Decisões de milhões com reflexões de centavos

Decisões patrimoniais de milhões costumam falhar por um motivo silencioso: a pergunta inicial é pequena demais.

Gasta-se muito tempo avaliando onde rende mais e quase nenhum tempo entendendo para quê. Discute-se o meio antes de definir o destino.

O problema é que decisões grandes raramente sobrevivem a perguntas pequenas.

Se você está começando agora ou se já possui uma carteira robusta, o ruído é o mesmo: gráficos, taxas e uma enxurrada de informações diárias.

Mas, enquanto o mundo digital acelera, uma verdade física permanece:

"as pessoas sempre precisarão ocupar espaços."

Podem mudar os formatos, a arquitetura e os preços. Mas a demanda por solo > para morar, trabalhar, proteger e existir > é uma das poucas constantes da história humana.

O imóvel não é apenas um número em uma tela; é o chão onde a economia acontece.


O patrimônio como bagagem

Construir patrimônio é, em última análise, uma escolha de bagagem. O erro de muitos investidores é carregar malas grandes demais para trajetos curtos, ou malas sofisticadas que não servem para o terreno que estão pisando.

Pior ainda: manter malas pesadas guardadas no porão, sem uso, enquanto pagam o preço da manutenção e da liquidez perdida.

O problema raramente está no ativo em si.

Está na incoerência:

  • Do jovem que imobiliza capital antes dos 40 e descobre que a melhor década para arriscar ficou no passado.

  • Do herdeiro que mantém o imóvel vazio enquanto drena caixa com condomínio, IPTU e manutenção.

  • Do ansioso que compra ou vende movido pela opinião do cunhado ou pela manchete da semana > sem critério autêntico.

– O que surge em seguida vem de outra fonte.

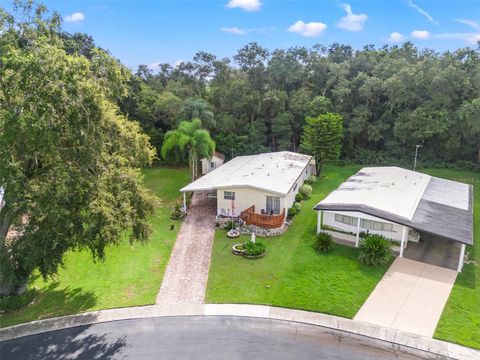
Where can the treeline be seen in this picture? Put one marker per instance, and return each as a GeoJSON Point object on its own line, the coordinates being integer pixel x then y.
{"type": "Point", "coordinates": [391, 99]}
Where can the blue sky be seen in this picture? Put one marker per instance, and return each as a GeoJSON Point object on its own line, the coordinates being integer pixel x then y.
{"type": "Point", "coordinates": [149, 32]}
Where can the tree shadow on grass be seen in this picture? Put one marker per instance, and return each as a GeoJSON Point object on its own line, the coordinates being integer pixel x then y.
{"type": "Point", "coordinates": [53, 301]}
{"type": "Point", "coordinates": [73, 343]}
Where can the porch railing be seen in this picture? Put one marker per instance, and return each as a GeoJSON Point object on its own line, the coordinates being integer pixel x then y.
{"type": "Point", "coordinates": [262, 220]}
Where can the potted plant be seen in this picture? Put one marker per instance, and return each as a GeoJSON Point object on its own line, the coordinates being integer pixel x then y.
{"type": "Point", "coordinates": [177, 212]}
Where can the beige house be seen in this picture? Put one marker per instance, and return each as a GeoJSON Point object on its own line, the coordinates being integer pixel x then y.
{"type": "Point", "coordinates": [211, 164]}
{"type": "Point", "coordinates": [263, 185]}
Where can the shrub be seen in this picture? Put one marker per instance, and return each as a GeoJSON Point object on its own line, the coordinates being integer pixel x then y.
{"type": "Point", "coordinates": [292, 212]}
{"type": "Point", "coordinates": [297, 207]}
{"type": "Point", "coordinates": [375, 250]}
{"type": "Point", "coordinates": [324, 242]}
{"type": "Point", "coordinates": [254, 249]}
{"type": "Point", "coordinates": [306, 191]}
{"type": "Point", "coordinates": [229, 225]}
{"type": "Point", "coordinates": [16, 302]}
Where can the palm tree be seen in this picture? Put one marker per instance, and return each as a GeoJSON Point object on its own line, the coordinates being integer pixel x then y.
{"type": "Point", "coordinates": [189, 137]}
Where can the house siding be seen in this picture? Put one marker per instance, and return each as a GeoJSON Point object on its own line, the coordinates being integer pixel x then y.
{"type": "Point", "coordinates": [329, 220]}
{"type": "Point", "coordinates": [244, 198]}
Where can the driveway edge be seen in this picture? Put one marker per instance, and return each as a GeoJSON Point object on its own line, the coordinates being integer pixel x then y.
{"type": "Point", "coordinates": [373, 332]}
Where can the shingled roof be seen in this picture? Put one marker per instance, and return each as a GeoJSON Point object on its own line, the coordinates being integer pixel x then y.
{"type": "Point", "coordinates": [437, 206]}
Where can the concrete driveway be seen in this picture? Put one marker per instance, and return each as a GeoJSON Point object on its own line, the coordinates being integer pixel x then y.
{"type": "Point", "coordinates": [185, 279]}
{"type": "Point", "coordinates": [410, 297]}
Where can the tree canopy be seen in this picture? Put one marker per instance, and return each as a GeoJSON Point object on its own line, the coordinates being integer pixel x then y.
{"type": "Point", "coordinates": [69, 160]}
{"type": "Point", "coordinates": [391, 98]}
{"type": "Point", "coordinates": [322, 137]}
{"type": "Point", "coordinates": [191, 140]}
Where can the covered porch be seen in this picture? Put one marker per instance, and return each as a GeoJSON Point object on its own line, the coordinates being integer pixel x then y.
{"type": "Point", "coordinates": [262, 220]}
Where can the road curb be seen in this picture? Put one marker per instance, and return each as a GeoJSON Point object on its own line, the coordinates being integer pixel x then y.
{"type": "Point", "coordinates": [410, 343]}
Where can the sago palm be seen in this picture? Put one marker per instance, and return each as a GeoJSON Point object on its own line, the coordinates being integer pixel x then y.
{"type": "Point", "coordinates": [189, 137]}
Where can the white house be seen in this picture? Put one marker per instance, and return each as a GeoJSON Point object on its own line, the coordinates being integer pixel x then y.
{"type": "Point", "coordinates": [434, 215]}
{"type": "Point", "coordinates": [264, 184]}
{"type": "Point", "coordinates": [209, 165]}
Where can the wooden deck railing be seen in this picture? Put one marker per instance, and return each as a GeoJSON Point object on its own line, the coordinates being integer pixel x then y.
{"type": "Point", "coordinates": [262, 220]}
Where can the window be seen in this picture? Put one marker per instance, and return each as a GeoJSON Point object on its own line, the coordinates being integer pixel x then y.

  • Do cético que evita imóveis há anos porque "não rende" e deixa o patrimônio à mercê de qualquer instabilidade política ou surpresa do mercado financeiro.

"O erro mais comum não está na escolha do ativo, mas na ausência de critério próprio."

Quando a decisão não nasce de uma leitura coerente do mercado combinada com o seu momento real de vida, ela nasce por osmose: absorvendo opiniões e ciclos que pertencem a outros.

O resultado?

Um desalinhamento entre o meio (imóvel) e o fim (sua vida).


O mito do rendimento isolado

A obsessão pelo rendimento imediato é a armadilha do amador.

Mas ignorar o rendimento por medo ou preconceito é a armadilha do teórico.

A verdade está nos detalhes. Veja este exemplo real:

O apartamento onde moro hoje, no litoral de SC, valorizou 260% em 6 anos. No mesmo período, um imóvel de tamanho equivalente em outra cidade, com padrão construtivo superior, valorizou apenas 40%.

A diferença não foi sorte. Foi a convergência de quatro variáveis: um vetor de crescimento claro, demanda reprimida, terrenos baratos na época da compra e a urgência do vendedor.

Remova uma dessas variáveis e o resultado seria comum.

É isso que quase ninguém entende: os ciclos não são lineares. São ciclos dentro de ciclos.
  • Você pode estar no timing certo do país errado.

  • Ou na cidade certa do bairro errado.

  • Ou no bairro certo do empreendimento errado.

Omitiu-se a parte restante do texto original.